Can Circuit Breakers Be Used to Store Memory? - lightsoff

There is a character limit of 2000, so please see my comment below.
======
simonblack
A circuit-breaker is basically a type of relay. Many early computers used
relays.

Anything that can be set in two states, and the state of it can be read back,
can be used as binary memory.

------
lightsoff
Recently my Kitchen Lights have been finicky, in that they won't immediately
Flip On. To turn the lights on, one needs to flip the switch On, Off, On, Off,
etc. several times in order to get the Kitchen Lights to physically light up
and turn on. The Kitchen Lights were like this for some time, and I didn’t
really think much of it. It seems like the circuit is “Stuck” in an “Off”
state.

Similarly my Bathroom Lights displayed the exact opposite, in that the light
stayed On (i.e., lit up) after hitting all the switches to off. Again, I had
to begin flipping the switches On, Off, On, Off to finally get the Bathroom
Lights to physically stop and turn off. As if the circuit were “Stuck” in an
“On” state.

So we know that Transistors in a computer typically hold a voltage, and by the
variance of this voltage we can develop two distinct states; e.g., High and
Low voltage. We translate this physical voltage signal into a digital signal;
representing a One or Zero. That is, a "Bit" of information. Follow me so far?
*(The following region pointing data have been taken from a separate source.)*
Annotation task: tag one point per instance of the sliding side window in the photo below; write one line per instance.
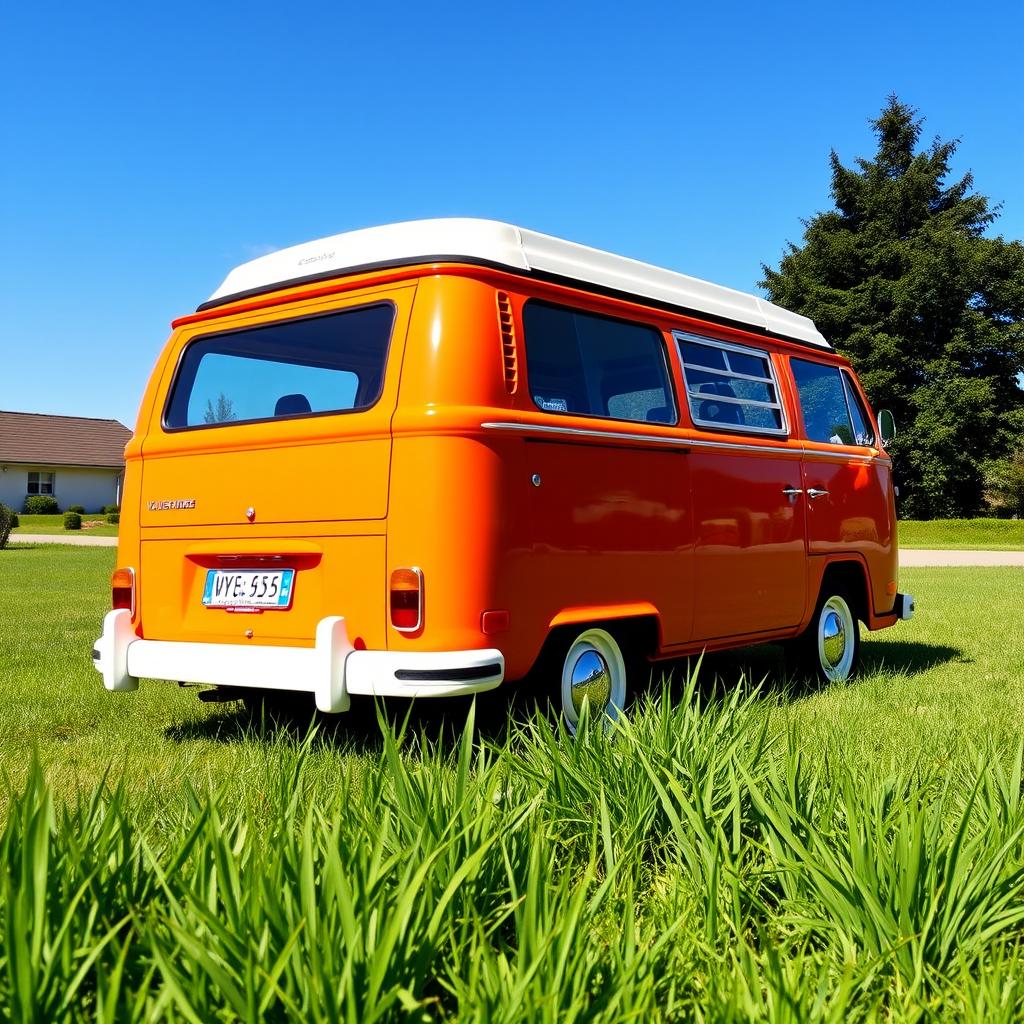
(730, 387)
(586, 365)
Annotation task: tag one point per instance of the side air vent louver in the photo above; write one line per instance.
(507, 328)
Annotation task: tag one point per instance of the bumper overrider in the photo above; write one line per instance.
(331, 670)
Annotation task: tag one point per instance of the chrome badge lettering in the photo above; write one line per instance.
(176, 503)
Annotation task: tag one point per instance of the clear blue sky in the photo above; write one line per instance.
(147, 148)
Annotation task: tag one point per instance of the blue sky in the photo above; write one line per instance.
(147, 148)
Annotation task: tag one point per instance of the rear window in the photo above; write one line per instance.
(587, 365)
(313, 366)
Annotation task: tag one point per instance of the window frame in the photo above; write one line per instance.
(206, 336)
(39, 473)
(853, 397)
(670, 384)
(849, 390)
(728, 346)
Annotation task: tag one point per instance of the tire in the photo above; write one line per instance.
(593, 667)
(828, 650)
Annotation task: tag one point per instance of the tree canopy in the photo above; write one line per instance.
(902, 279)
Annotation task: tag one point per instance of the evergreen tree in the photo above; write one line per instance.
(901, 280)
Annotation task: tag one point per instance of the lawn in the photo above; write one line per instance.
(758, 852)
(971, 535)
(54, 524)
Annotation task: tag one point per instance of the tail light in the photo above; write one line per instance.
(123, 589)
(407, 599)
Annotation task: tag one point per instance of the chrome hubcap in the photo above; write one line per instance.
(593, 672)
(837, 639)
(591, 678)
(833, 638)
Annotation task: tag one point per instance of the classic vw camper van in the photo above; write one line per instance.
(424, 459)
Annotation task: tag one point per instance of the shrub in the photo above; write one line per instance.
(7, 522)
(41, 505)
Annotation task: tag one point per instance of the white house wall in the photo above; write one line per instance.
(91, 487)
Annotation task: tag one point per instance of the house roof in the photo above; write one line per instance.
(61, 440)
(464, 240)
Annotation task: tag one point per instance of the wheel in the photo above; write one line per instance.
(829, 648)
(593, 669)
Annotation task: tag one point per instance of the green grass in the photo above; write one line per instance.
(54, 524)
(771, 853)
(970, 535)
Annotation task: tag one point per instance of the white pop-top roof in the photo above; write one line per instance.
(517, 248)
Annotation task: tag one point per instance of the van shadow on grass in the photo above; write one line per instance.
(766, 666)
(293, 716)
(280, 716)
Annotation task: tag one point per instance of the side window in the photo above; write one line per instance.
(595, 366)
(823, 401)
(862, 431)
(730, 387)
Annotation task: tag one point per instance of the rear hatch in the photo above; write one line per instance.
(265, 473)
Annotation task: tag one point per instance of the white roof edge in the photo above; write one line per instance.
(518, 249)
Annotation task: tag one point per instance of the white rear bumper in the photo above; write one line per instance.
(331, 670)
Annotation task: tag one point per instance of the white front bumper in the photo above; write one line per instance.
(331, 670)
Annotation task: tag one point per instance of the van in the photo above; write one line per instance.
(425, 459)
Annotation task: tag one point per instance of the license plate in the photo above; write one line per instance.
(249, 589)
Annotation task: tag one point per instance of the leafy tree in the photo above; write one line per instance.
(1005, 485)
(902, 280)
(221, 413)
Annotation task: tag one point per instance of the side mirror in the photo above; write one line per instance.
(887, 426)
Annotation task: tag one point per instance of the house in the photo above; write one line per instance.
(78, 460)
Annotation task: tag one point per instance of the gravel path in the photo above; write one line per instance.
(79, 542)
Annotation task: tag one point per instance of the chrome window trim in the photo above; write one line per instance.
(760, 353)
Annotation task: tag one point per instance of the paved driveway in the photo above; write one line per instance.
(907, 556)
(910, 557)
(78, 541)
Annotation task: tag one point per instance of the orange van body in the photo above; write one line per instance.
(521, 523)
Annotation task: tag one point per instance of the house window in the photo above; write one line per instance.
(41, 483)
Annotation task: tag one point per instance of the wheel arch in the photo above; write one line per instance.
(637, 627)
(848, 577)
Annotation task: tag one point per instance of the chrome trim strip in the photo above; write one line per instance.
(838, 456)
(683, 442)
(538, 428)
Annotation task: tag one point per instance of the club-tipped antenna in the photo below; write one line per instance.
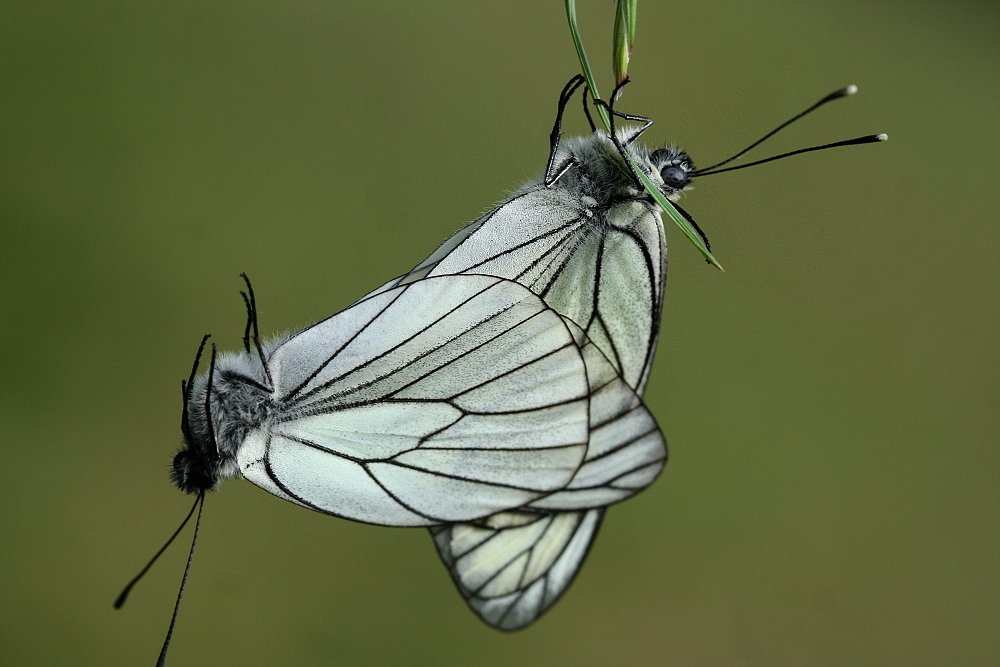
(251, 303)
(214, 453)
(188, 387)
(836, 95)
(120, 600)
(552, 172)
(869, 139)
(200, 503)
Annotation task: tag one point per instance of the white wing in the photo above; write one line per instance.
(626, 451)
(603, 269)
(512, 567)
(446, 399)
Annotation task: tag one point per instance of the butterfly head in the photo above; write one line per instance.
(220, 408)
(671, 169)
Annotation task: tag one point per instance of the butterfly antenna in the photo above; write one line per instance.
(614, 133)
(251, 303)
(869, 139)
(188, 387)
(250, 318)
(586, 109)
(553, 173)
(200, 504)
(120, 600)
(214, 453)
(836, 95)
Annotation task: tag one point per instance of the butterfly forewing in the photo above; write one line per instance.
(472, 405)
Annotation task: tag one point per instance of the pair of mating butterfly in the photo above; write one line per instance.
(491, 394)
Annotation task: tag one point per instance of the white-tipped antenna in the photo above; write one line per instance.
(836, 95)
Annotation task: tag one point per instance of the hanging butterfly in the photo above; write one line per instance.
(589, 240)
(493, 393)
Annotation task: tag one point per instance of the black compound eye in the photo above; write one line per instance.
(674, 177)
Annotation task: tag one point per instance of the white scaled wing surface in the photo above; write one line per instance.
(602, 268)
(448, 399)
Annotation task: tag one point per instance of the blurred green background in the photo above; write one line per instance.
(830, 401)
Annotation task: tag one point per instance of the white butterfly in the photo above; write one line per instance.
(589, 241)
(447, 399)
(492, 393)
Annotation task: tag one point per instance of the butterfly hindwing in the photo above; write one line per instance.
(512, 567)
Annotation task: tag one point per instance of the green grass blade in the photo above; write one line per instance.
(628, 28)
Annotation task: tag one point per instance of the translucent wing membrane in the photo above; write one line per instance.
(447, 399)
(603, 268)
(512, 567)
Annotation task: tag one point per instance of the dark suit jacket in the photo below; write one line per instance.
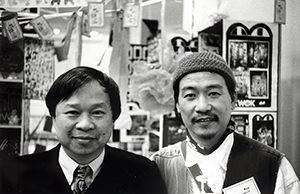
(121, 172)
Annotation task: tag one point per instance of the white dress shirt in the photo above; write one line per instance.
(68, 165)
(214, 167)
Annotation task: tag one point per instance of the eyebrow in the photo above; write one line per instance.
(210, 86)
(76, 105)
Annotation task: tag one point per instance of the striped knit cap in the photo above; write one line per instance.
(203, 61)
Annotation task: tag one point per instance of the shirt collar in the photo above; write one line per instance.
(68, 165)
(220, 155)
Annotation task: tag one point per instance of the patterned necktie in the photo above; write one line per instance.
(82, 179)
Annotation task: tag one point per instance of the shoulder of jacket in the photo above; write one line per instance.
(256, 145)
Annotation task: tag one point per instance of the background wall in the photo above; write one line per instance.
(289, 74)
(289, 90)
(250, 10)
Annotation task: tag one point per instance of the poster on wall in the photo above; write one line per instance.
(42, 27)
(96, 14)
(260, 126)
(38, 68)
(251, 54)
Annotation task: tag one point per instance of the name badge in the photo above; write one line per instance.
(247, 186)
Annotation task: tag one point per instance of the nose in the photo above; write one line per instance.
(85, 123)
(203, 105)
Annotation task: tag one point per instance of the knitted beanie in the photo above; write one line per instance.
(203, 61)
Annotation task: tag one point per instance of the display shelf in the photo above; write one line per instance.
(11, 80)
(10, 126)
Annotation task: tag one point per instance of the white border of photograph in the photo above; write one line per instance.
(12, 29)
(135, 111)
(96, 14)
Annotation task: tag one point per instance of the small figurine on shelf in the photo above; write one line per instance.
(13, 118)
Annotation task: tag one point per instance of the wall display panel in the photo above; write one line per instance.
(39, 68)
(250, 49)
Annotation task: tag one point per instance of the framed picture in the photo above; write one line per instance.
(131, 15)
(173, 130)
(12, 29)
(96, 14)
(42, 27)
(138, 130)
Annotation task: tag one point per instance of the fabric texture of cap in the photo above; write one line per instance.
(203, 61)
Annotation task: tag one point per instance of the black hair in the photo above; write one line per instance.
(69, 82)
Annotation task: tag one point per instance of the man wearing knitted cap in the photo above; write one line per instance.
(213, 158)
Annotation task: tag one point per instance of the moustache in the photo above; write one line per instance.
(203, 118)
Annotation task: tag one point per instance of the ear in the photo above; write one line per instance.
(177, 108)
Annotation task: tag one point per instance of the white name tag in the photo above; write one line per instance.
(247, 186)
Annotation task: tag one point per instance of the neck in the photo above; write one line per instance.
(82, 159)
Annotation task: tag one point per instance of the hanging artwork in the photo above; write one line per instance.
(42, 27)
(38, 68)
(12, 29)
(250, 56)
(131, 15)
(260, 126)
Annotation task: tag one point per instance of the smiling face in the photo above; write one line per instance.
(84, 122)
(205, 106)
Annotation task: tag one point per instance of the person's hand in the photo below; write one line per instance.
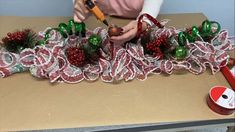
(129, 32)
(80, 11)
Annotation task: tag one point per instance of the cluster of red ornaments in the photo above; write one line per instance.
(155, 47)
(76, 56)
(16, 36)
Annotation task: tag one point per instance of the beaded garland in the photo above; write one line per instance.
(70, 53)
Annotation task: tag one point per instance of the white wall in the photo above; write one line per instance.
(219, 10)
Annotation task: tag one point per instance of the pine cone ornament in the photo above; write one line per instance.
(76, 56)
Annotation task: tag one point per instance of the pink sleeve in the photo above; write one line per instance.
(122, 8)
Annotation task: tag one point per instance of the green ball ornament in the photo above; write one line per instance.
(95, 41)
(180, 52)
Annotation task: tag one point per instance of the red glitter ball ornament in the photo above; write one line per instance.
(76, 56)
(114, 30)
(154, 46)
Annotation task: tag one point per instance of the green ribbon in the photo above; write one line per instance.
(206, 30)
(79, 29)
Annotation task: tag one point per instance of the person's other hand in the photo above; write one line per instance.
(80, 11)
(129, 32)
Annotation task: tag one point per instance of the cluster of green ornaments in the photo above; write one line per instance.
(78, 29)
(205, 32)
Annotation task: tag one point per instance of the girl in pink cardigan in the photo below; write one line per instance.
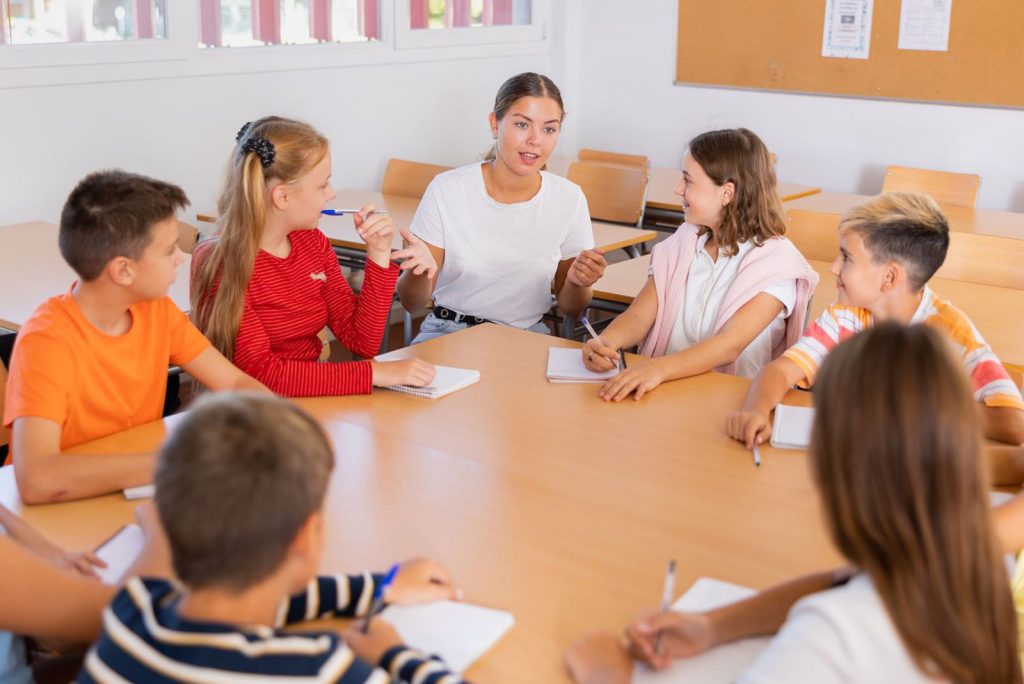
(727, 292)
Now I am wondering, not being a hardware engineer, electrician, or an expert
in computer information theory, and a relatively rudimentary (compared to many
people in this forum) understanding of how a digital computer works; but, is
it possible to use a circuit breaker, the electric grid, appliances, or any
other ordinary household item as a store of information via High and Low
voltage?

In other words, is it theoretically possible that with a Nest-like device (a
computer connected to the electric-grid of a house) one could pulsate, change
voltages, or somehow induce other appliances on the same circuit to store a
bit of information? Could, an algorithm or program, be running throughout the
electric grid, using [1] a circuit breaker, [2] appliance, or [3] any voltage
carrier as a store of information? Could voltage running through a circuit be
used as a Bit of information?

For example, my home has 24 circuit breakers, or potentially 3 Bytes of
information. Let’s say I have an Xbox connected to the Internet, and it has an
IP address. My Xbox changes the standard voltage from of 120V to 119V on its
circuit and thus stores a Bit of information. Similarly, my Apple TV is
upstairs, on a completely different circuit breaker, and manages to change the
voltage to 121V, storing another Bit of information that is again, outside of
any known data store, computer, etc. If these IP connected devices could
manage to store these two bits of information on their respective electric
circuits…

My question is, ignoring the inefficiency of this method of information
storage, could an algorithm or program be run across a set of circuits like
this? Could my Internet Connected devices, each on their own respective
circuits, be harboring some unknown “Bit of Information” in a much larger
scheme?

Apologize if this is a stupid question. But now my mind is running on about
how AI might evade the detection of humanity and already be existent or
running throughout our electricity.

Thanks for your attention.